Перельман: Для противодействия туберкулезу - это архиважно. Фтизиатры традиционно не были узкими специалистами. Потому что им необходимо знание многих смежных дисциплин. Ведь недаром говорят, что палочка Коха поражает все органы и ткани человеческого тела, за исключением волос и ногтей. И тут роль университетского образования чрезвычайно велика.
РГ: Мы долгое время говорили о необходимости стабилизации показателей заболеваемости и смертности от туберкулеза. Добились?
Перельман: Добились. Более того, в течение самого последнего времени наметилась тенденция к уменьшению этих показателей в масштабах страны. Правда, они изменяются очень неравномерно: огромная страна, разные возможности в разных регионах, разное отношение местных властей к решению проблемы.

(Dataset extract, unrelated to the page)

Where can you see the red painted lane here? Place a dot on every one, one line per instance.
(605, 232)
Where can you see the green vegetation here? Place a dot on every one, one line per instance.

РГ: А что же с сообщениями о том, что в стране низкая эффективность лечения туберкулеза?
Перельман: Эти сообщения справедливы.
РГ: И как быть?
Перельман: Самое главное, с моей точки зрения, как, впрочем, и для других заболеваний, - своевременное выявление болезни. Этот вопрос всегда рассматривается на наших профессиональных совещаниях. Но главная-то беда в том, что своевременное выявление туберкулеза - удел не фтизиатров, а врачей общей практики, других специалистов, уровень знаний которых для выявления туберкулеза недостаточен. А парадокс состоит в том, что на этих форумах присутствуют только фтизиатры, которые сами выявлением туберкулеза не занимаются.
РГ: Картина, насколько я поняла, та же, что и при выявлении раковых заболеваний. Очевидно, нужно как-то менять сложившуюся ситуацию.
Перельман: В течение десяти лет российские фтизиатры вели борьбу со Всемирной организацией здравоохранения за сохранение отечественных принципов противотуберкулезной работы. Это были принципы профилактики, активного и своевременного выявления больных, их комплексного лечения с применением хирургических методов, санаторно-курортного лечения.
РГ: Удалось?
Перельман: С большим трудом, но удалось. Могу рассказать один, но весьма важный эпизод. Лет десять назад в Женеве при обсуждении вопроса об использовании сложных методов диагностики и лечения туберкулеза выступавшие пытались убедить, что нашей стране это не нужно, поскольку Россия - страна экономически слабая. И мне пришлось напомнить собравшимися о том, что именно наша страна первой вышла в космос, что фамилия Гагарина известна всему миру, что у России есть атомная и водородная бомбы, что Россия - страна высоких технологий. Это сразу же возымело действие. А теперь, спустя десять лет, Всемирная организация здравоохранения в своих документах то и дело использует наши принципы противотуберкулезной работы, но на нас не ссылается. Мы получаем документы, которые мы сами когда-то разработали и которые выдаются за новые.
РГ: Обидно?
Перельман: А вы как думаете? Конечно! Но судиться не будем.